Kornfeld and musician Larry McClurg are putting together an event, set to take place at Summersville, W.Va., July 19-21, where Kornfeld hopes to bring people "back to the Garden."
"It’s a renaissance faire about the Summer of Love," Kornfeld told Pollstar. "It’s to create the feeling of hope that we had that weekend."
Kornfeld has a storied history in rock ‘n’ roll over the past half-century, from writing songs in the Brill Building to being the first senior VP of rock for a record label (Capitol) to thinking up Woodstock with Michael Lang over a game of bumper pool. When it comes to Goodstock 2007, the dream isn’t grand; it’s manageable.

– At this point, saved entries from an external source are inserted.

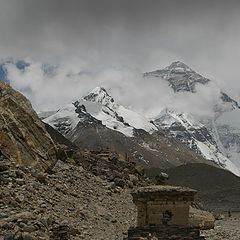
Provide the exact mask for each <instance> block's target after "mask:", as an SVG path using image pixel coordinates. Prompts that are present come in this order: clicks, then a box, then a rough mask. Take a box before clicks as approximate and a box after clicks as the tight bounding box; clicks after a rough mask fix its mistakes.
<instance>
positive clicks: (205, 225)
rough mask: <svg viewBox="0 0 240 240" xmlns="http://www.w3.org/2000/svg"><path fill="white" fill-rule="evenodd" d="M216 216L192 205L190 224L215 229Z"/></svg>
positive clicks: (189, 216)
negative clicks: (193, 207)
mask: <svg viewBox="0 0 240 240" xmlns="http://www.w3.org/2000/svg"><path fill="white" fill-rule="evenodd" d="M214 222H215V218H214V216H213V214H212V213H210V212H207V211H204V210H200V209H196V208H193V207H191V206H190V210H189V226H191V227H199V228H200V229H201V230H207V229H213V228H214Z"/></svg>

"If I sell 10,000 tickets, I have my promotion budget," Kornfeld said. "It will have a better bottom line than a big festival with the Red Hot Chili Peppers because it will only cost $300,000 to $400,000 to do this total. I just want to promote it in a very cool way. You remember that ad that my partners didn’t want me to run three months before Woodstock?"
Summersville is excited about the festival and has allowed Kornfeld and McClurg to put two stages on a 1,000-acre site free of charge, Kornfeld said. Stage security has been volunteered in return for some travel money. Meanwhile, the city gets all of the concessions.
The acts are the new local heroes of the U.S.: popular MySpace bands. McClurg advertised on MySpace and, after getting 500 responses and reviewing hundreds of CDs, accepted 90 bands and turned down 190 others. Each band gets $3,000 to hop in vans and get their butts to West Virginia.